La etapa más importante es el establecimiento del BRIEF de diseño.

 

Para llevar a cabo esta etapa, primero se establecen requisitos clave que permitirán definir qué es lo que se entiende como útil y conveniente; lo que se establece como factible técnica y organizacionalmente; y lo que va a ser financieramente viable.
A través de la interacción con las diferentes áreas de la empresa, no solo se consigue relevar información y conocimiento importante, sino comprometer a los personas con el proyecto.

 

Relacionando los requisitos anteriormente mencionados, sus interacciones permiten identificar las características que provocan o mejoran experiencias. Aquí se definen cuáles son los atributos reconocibles (asimilables), por parte de todos los actores involucrados, que hacen a un producto deseable, usable y rentable.
Esta actividad, incorpora a interlocutores externos a la empresa como distribuidores, representantes, clientes y usuario.

 

Definidos los requisitos productivos, de uso, comerciales e identificados los atributos del producto tenemos el escenario para la detección de las oportunidades de innovación.
Centrados en cuestionar las experiencias actuales no solo de uso, sino también las relacionadas con la producción y comercialización, proponemos:
¿Cómo podemos mejorar la experiencia actual de uso del producto o provocar una nueva?
¿Cómo podemos mejorar la experiencia actual comercial del producto o provocar una nueva?
¿Cómo podemos mejorar la experiencia actual productiva del producto o provocar una nueva?

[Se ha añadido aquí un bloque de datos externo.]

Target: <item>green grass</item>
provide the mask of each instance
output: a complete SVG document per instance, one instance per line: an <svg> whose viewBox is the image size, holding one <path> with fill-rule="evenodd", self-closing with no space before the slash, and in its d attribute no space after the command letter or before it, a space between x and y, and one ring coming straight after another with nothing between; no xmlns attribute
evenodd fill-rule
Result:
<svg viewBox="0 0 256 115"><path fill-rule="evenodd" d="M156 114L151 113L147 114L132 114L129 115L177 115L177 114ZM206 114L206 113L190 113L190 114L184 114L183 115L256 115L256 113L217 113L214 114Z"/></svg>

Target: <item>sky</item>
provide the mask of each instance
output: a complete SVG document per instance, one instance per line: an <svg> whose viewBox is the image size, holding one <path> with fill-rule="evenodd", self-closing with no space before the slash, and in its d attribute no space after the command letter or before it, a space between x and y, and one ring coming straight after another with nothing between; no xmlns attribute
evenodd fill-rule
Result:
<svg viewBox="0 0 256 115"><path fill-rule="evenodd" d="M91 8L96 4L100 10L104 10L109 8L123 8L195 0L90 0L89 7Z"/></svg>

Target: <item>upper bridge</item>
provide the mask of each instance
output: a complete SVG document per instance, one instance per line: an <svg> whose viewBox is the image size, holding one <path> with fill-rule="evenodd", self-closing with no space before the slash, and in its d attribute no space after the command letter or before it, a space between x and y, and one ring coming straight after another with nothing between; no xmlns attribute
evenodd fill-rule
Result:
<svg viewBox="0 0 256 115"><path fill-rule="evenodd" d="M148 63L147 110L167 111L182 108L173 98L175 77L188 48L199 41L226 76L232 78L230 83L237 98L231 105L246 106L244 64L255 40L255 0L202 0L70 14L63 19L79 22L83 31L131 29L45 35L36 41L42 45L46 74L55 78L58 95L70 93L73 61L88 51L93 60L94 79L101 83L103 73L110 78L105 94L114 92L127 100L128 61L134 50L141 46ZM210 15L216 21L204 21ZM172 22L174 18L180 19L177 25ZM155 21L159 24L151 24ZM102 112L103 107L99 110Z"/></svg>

El BRIEF es la construcción de un marco de referencia para definir criterios de desarrollo del producto, establecer el alcance del proyecto y detectar las oportunidades de innovación.
Cabe aclarar que siempre se contempla el contexto económico, social, tecnológico, ecológico y legal a nivel local e internacional.

 

Una vez establecido el BRIEF del producto, continuamos con un proceso de diseño que garantiza una experiencia innovadora, factible productivamente, usable, útil, deseable, viable comercialmente y rentable.